Closed DavidHaslam closed 7 years ago
If you filter on column B or C by colour, to display 99 of the 979 records, the total number of badly formed glyphs can be added by selecting the count range in column A. The sum comes to 343.
The total number of glyphs is 1,725,674. Thus the error rate is 199 PPM.
Only 5 of the records are common to the bad glyphs and those that change due to NFC normalization.
The difficulty proofreaders face in detecting these badly formed glyphs should not be underestimated.
It's quite likely that the editing environment does not clearly display the letter placeholder dotted circle for any vowel or other sign that is either wrongly attached to a valid glyph or completely unattached.
Row 666 of the worksheet is peculiar. I have formated cell E666 with yellow fill. This badly formed glyph is ਲੰਿ LETTER LA TIPPI VOWEL SIGN I
The signs are in the reverse order! They should be swapped to become valid, thus: ਲਿੰ LETTER LA VOWEL SIGN I TIPPI
This occurs just once in Zephaniah 3:19 which reads:
\v 19 ਵੇਖੋ, ਮੈਂ ਉਸ ਸਮੇਂ ਤੇਰੇ ਸਭ ਦੁਖ ਦੇਣ ਵਾਲਿਆਂ ਨਾਲ ਨਜਿੱਠਾਂਗਾ, ਮੈਂ ਲੰਿਙਆਂ ਨੂੰ ਬਚਾਵਾਂਗਾ, ਅਤੇ ਹੱਕੇ ਹੋਇਆਂ ਨੂੰ ਇੱਕਠਾ ਕਰਾਂਗਾ, ਅਤੇ ਮੈਂ ਸਾਰੀ ਧਰਤੀ ਵਿੱਚ ਓਹਨਾਂ ਦੀ ਸ਼ਰਮ ਉਸਤਤ ਅਤੇ ਜਸ ਬਣਾਵਾਂਗਾ |
The word with the bad glyph is ਲੰਿਙਆਂ.
Even if this is "corrected" by swapping the two diacritic signs, the word still doesn't get translated properly by Google, so it's more likely that a better solution needs to be found here. A missing letter, maybe?

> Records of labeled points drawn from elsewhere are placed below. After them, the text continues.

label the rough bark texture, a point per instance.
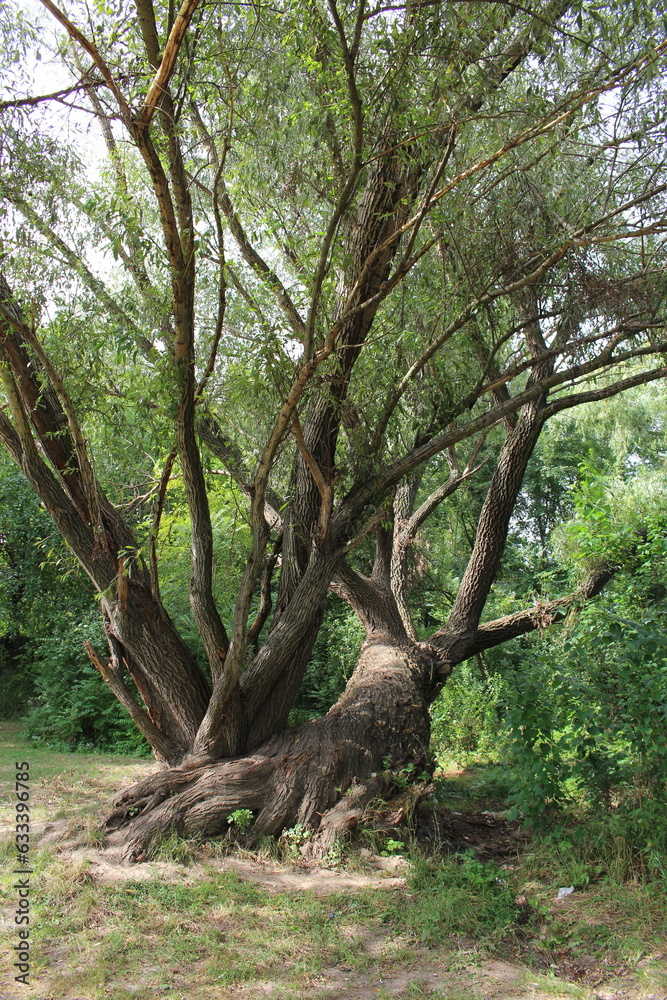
(380, 721)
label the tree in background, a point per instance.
(366, 253)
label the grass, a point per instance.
(189, 926)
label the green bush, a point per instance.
(465, 716)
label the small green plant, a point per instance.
(173, 848)
(392, 847)
(242, 818)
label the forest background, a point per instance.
(577, 708)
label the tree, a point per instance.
(363, 248)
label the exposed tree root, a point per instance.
(321, 775)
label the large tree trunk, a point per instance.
(381, 722)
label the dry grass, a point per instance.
(250, 926)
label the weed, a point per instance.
(241, 818)
(172, 847)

This example also illustrates what I already observed above, that my systematic analysis has detected something that my earlier manual searches failed to find.
NB. My counted glyphs filter cannot in principle detect the occurrence of a duplicated Gurkukhi vowel letter. Those occurrences reported earlier were found by manual searches.
Note that this analysis can be readily repeated once the related issues have been fixed. This will serve as a confirmation test for closing those issues.
Superseded by more recent analysis.
Though I've already referred to this in two other issues, and even though this covers some of the other particular issues, it's probably useful to give this its own issue as a general topic.
I've just updated my Excel worksheet to include Column E for the Unicode Names of the original Gurmukhi Unicode codepoints in each counted glyph. In addition, I have formatted in red font the names of the invalid parts of the 99 glyphs that break the rules for the Gurmukhi script as an Abugida.
Gurmukhi Glyphs Before & After NFC.xlsx
It's conceivable that some of the 99 badly formed glyph types were not reported in my earlier issues. This report therefore serves as a checklist or reference point for search and replace operations.
NB. The worksheet is protected (with no password) merely to prevent accidental edits. Use of AutoFilter is permitted while it's protected.